Idiopathic thrombocytopenic purpura
We do clinical treatment studies, most recently centering around rituximab and the thrombopoietic agents as well as studies also exploring the mechanism of ITP and various markers connected with it. For example, we have looked at the role of different infectious agents (CMV, H Pylori, HIV) in causing ITP, and we have looked at the effects of thrombopoietic agents on the bone marrow and are attempting to relate responses to platelet antibody types. We collaborate with Paul Basciano on studies of a polymorphism in the H1 domain of beta tubulin for which preliminary data suggests a major role in response to several treatments.

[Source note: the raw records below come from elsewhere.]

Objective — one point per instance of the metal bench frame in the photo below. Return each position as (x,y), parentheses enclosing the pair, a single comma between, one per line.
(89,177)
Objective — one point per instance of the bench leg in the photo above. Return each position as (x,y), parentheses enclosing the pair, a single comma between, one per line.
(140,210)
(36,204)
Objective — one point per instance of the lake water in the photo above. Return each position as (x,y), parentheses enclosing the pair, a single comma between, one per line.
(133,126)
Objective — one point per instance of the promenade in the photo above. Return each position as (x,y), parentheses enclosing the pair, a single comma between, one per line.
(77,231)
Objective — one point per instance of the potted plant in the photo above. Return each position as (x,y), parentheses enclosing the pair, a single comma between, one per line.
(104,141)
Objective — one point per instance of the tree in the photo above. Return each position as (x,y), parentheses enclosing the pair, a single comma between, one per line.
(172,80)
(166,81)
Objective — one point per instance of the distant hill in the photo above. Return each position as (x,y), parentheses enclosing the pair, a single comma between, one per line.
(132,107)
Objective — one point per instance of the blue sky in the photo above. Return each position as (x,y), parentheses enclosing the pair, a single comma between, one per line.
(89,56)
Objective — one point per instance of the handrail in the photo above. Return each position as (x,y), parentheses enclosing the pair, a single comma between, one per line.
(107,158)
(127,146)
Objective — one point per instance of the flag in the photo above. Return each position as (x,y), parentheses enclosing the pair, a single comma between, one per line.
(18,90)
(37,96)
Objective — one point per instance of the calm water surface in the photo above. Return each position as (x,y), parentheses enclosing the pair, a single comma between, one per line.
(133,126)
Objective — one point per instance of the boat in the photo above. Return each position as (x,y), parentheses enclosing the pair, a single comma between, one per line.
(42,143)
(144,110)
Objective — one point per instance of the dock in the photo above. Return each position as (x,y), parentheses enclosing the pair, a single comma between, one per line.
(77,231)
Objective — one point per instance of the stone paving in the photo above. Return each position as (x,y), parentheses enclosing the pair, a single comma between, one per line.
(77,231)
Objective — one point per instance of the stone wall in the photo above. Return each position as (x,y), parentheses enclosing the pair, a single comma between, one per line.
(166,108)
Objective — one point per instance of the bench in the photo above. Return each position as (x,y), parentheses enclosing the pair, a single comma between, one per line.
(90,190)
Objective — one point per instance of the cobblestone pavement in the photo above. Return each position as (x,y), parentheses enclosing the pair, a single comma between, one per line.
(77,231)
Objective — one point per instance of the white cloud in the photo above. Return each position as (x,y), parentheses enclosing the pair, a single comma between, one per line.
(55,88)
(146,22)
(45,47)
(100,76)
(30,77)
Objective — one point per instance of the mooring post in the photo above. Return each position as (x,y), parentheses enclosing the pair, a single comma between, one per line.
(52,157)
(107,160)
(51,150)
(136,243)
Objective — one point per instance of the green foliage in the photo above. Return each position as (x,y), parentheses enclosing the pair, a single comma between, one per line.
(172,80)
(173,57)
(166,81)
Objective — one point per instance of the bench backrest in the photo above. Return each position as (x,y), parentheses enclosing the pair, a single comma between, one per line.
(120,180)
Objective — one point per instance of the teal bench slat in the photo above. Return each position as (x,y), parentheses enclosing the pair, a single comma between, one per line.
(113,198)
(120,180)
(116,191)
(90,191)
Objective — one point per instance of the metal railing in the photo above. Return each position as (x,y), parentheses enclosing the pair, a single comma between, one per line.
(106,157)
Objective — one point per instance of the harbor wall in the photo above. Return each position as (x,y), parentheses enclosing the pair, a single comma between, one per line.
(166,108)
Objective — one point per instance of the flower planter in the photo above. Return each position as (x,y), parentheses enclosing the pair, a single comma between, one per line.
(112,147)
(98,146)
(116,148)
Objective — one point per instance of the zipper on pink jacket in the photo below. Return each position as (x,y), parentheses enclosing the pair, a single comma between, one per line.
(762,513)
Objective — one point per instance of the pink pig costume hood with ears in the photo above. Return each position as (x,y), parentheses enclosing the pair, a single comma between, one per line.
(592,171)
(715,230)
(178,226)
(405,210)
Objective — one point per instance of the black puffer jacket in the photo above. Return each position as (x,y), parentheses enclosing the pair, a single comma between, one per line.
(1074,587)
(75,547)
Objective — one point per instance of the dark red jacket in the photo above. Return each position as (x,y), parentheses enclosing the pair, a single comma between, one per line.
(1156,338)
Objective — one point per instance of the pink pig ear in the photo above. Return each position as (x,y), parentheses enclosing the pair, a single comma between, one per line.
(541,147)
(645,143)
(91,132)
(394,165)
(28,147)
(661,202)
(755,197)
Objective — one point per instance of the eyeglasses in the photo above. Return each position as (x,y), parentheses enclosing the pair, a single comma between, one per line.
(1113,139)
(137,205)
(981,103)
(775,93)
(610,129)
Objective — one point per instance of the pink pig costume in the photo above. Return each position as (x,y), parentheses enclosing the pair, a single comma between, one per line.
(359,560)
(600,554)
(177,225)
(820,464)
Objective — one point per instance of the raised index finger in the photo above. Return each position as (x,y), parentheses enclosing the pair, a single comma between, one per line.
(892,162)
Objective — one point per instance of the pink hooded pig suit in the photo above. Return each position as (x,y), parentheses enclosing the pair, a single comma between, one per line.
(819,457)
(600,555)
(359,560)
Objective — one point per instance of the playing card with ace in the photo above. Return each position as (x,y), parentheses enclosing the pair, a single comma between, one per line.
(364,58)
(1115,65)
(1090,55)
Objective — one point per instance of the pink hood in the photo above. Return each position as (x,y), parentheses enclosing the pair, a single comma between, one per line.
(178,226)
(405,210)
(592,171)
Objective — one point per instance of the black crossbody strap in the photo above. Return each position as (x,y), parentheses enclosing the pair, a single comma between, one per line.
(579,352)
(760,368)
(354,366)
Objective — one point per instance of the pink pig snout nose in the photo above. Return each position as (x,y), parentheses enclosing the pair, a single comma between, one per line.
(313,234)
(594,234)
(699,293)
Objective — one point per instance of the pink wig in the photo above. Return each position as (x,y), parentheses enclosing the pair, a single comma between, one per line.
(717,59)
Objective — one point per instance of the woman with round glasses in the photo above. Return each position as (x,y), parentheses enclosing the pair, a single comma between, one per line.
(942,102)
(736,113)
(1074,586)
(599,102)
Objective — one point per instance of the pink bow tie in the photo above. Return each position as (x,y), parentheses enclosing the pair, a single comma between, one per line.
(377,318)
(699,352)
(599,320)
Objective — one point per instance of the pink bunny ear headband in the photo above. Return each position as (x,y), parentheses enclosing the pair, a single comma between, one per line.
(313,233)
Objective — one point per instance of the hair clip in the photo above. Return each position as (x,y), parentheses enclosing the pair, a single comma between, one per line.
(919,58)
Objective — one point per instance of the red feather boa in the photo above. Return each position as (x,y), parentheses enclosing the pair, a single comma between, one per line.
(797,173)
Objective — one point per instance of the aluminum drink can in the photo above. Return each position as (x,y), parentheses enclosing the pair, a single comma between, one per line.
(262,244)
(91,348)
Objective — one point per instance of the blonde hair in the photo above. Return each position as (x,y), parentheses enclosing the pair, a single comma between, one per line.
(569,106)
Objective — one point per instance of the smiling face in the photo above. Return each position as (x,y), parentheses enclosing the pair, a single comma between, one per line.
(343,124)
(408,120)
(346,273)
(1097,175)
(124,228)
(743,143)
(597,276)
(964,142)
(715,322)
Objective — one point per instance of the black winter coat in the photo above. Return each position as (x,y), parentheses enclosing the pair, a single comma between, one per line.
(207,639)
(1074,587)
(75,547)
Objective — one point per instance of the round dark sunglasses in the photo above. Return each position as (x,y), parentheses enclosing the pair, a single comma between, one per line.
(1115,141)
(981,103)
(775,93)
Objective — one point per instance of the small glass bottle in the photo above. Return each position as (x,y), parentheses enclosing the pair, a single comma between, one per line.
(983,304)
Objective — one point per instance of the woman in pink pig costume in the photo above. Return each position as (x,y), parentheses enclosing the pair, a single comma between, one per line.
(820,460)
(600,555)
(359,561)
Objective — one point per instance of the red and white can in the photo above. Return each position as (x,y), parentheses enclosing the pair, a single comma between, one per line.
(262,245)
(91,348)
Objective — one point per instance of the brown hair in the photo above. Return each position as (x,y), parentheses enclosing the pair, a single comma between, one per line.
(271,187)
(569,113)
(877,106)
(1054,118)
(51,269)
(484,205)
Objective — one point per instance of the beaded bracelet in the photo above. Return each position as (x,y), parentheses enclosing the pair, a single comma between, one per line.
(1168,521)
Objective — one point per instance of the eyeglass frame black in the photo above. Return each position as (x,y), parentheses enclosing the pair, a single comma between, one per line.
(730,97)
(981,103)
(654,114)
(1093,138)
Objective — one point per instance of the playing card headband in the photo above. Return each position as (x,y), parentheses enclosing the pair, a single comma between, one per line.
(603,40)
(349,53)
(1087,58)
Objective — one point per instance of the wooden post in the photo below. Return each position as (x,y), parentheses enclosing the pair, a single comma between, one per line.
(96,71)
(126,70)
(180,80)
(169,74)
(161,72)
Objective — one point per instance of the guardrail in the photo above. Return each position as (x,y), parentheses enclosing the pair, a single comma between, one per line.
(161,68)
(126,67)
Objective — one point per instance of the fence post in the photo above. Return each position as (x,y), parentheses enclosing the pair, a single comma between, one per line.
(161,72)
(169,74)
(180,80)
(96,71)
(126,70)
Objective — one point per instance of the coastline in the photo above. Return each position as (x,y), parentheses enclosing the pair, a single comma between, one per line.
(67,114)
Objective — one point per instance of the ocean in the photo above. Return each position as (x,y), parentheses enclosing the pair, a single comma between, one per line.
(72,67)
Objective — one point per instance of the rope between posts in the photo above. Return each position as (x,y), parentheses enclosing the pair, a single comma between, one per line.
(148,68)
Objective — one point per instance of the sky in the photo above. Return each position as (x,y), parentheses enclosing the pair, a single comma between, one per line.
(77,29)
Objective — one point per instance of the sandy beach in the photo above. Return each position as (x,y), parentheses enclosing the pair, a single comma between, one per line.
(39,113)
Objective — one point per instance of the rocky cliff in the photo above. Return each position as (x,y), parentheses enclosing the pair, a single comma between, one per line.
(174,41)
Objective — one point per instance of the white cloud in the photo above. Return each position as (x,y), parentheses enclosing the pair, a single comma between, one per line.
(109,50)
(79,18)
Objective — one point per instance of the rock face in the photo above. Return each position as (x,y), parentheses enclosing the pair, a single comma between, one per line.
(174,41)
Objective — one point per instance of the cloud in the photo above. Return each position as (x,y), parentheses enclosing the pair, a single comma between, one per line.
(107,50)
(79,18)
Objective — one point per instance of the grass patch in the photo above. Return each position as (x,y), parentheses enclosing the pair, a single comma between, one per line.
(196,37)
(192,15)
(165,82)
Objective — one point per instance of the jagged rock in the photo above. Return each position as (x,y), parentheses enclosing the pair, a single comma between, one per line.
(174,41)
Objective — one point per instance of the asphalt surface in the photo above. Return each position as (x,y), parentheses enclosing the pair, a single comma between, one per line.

This project includes an initial study of rituximab in children with ITP and the role of sports in ITP as well as how often thyroid disease occurs in ITP and what are the co-morbid factors connected with it. Also we are currently using the TEMrotem to evaluate what contributes to bleeding in ITP. We are actively engaged currently in 2 pediatric treatment studies of thrombopoietic agents and planning to participate in a consortium to study children with ITP.
Fetal alloimmune thrombocytopenia
Our other major research area for which we were awarded the King Faisal International Prize in Medicine was the work in fetal alloimmune thrombocytopenia. The primary thrust has been to treat mothers so that we can increase the fetal platelet count and avoid an in utero intracranial hemorrhage. We have multiple publications on this topic over the past 25 years reflecting their participation.